13

Ctrl-C: Why Programmers Can’t "Reset" Programs With Ctrl-C, but Used t...

 2 years ago
source link: https://kevinlawler.com/ctrl-c
Go to the source link to view the article. You can view the picture content, updated content and better typesetting reading experience. If the link is broken, please click the button below to view the snapshot at that time.
neoserver,ios ssh client

Ctrl-C: Why Programmers Can’t "Reset" Programs With Ctrl-C, but Used to Be Able To, and Why They Should Be Able to Again

August 2022

When a programmer presses ctrl-c inside of a command-line program, that program should stop what it's doing, return to the nearest sensible restart position, and allow you to continue where you left off.
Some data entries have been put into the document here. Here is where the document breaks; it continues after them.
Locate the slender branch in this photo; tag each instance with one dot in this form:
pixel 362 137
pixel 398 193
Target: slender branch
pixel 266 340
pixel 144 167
This isn't much different from insisting on "one-button builds," except it's an older phenomenon. Programs actually used to work this way: you could press ctrl-c to get them to give you back control. Only now, they don't really. More often than not I find myself having to kill the running process from an external app, such as the shell, after first figuring out what the process ID is. Not only is this awkward and inconvenient, but it guarantees that you lose everything that you were working on. When you hit ctrl-c, a program should return control to you while keeping as much of your work intact as possible.

These days what usually happens is the program gets stuck in some sort of tight C loop, such as a for loop, and it becomes unreachable to the outside world. Even if the original author was clever and added yields() at checkpoints inside the app, invariably some optimization is going to require a tight C loop, and that loop isn't going to be looking for an opportunity to break. Inevitably the tight C loop is exactly where you'll wish you had a checkpoint because in practice that's where the program is going to get stuck. Maybe you can get around this by forcing your app to perpetually roundtrip checkpoints, but then your app is slow.

The explanation for why we have gotten ourselves into this mess is complicated but I will do my best to explain.

Terminating the process with a kill command is always going to work (eventually) for a variety of reasons: for one, the operating system is going to insist on some kind of ability to end processes, and it makes sense to expose this functionality to the user, and two, to get into the guts of it, on POSIX systems the termination signals are unignorable. Using ctrl-c generates a different signal, SIGINT, but that signal is ignorable, and if it isn't ignored, it terminates your program by default.

So, in the old days, what you needed was to attend to the SIGINT signal and add a handler for when it occurred. Of course, you also had to structure your program around recovering from the interruption. This can be a big ask, but for most standard architectures, such as an interpreter loop, say, it's going to be straightforward if not trivially easy. The real trick there, I suppose, is not leaking or creating inconsistent data, and that is a reasonably big ask. We don't want our ctrl-c to leak memory.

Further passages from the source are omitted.